Kalanick was sued by Benchmark Capital last week, over a boardroom battle that now has the VC firm working to get him off the board.

In his latest response, Kalanick reportedly called the lawsuit a "public and personal attack" against him, and argued for the case to be settled in private arbitration.

His filing also accused Benchmark of carrying out its plan "at the most shameful of times" -- after Kalanick lost his mother in a boating accident in May.

President Trump tweets a debunked rumor after the Barcelona attack.

The president was criticized Thursday for tweeting a story about how John J. Pershing, an American general, handled rebels in the Philippines in the early 20th century.

"Trump was likely referring to a supposed practice of shooting Muslims with bullets dipped in pig's blood or burying them with the bodies of pigs," reported CNNMoney's Oliver Darcy. "There is no evidence to support this claim."

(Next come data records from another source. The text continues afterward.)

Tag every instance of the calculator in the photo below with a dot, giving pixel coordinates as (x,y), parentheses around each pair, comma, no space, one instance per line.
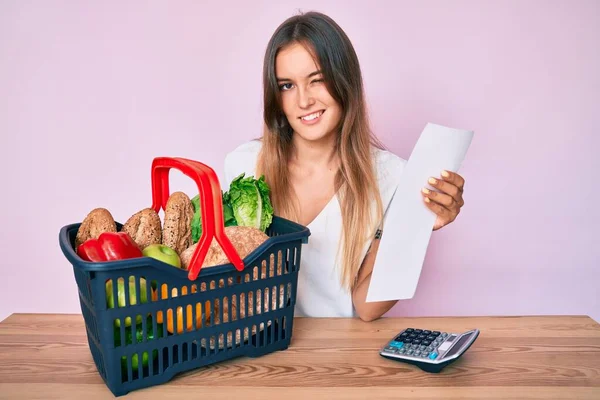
(429,350)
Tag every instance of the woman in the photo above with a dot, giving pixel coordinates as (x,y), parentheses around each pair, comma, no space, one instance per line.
(325,168)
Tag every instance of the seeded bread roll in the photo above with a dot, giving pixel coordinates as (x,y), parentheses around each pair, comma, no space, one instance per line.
(144,227)
(98,221)
(244,238)
(177,228)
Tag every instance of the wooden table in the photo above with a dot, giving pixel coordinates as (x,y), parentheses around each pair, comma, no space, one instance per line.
(47,357)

Several fact-checking websites have said the statement is false.

Trump had earlier offered his condolences on the attack in Spain, which left at least 13 people dead and more than 100 injured.

James Murdoch speaks out against Trump.

The CEO of 21st Century Fox, Fox News' parent company, sharply criticized the president's response to the violence in Charlottesville, Virginia.

"[W]hat we watched this last week in Charlottesville and the reaction to it by the President of the United States concern all of us as Americans and free people," Murdoch wrote in a letter.

"I can't even believe I have to write this: standing up to Nazis is essential; there are no good Nazis. Or Klansmen, or terrorists."

In the email, Murdoch also said he was donating $1 million to the Anti-Defamation League, a nonprofit dedicated to fighting anti-Semitism.

A top CEO in India calls it quits.

Infosys is best known in the United States for its role as an outsourcing hub, but in India, a battle has been publicly brewing for months.

CEO Vishal Sikka stepped down on Friday over what he called "false, baseless, malicious and increasingly personal attacks."

His resignation letter was widely inferred to be aimed at Infosys' founders, who have sparred with senior executives in the past.

Sikka will step down as CEO "effective immediately," but he will stay on as the company's executive vice chairman.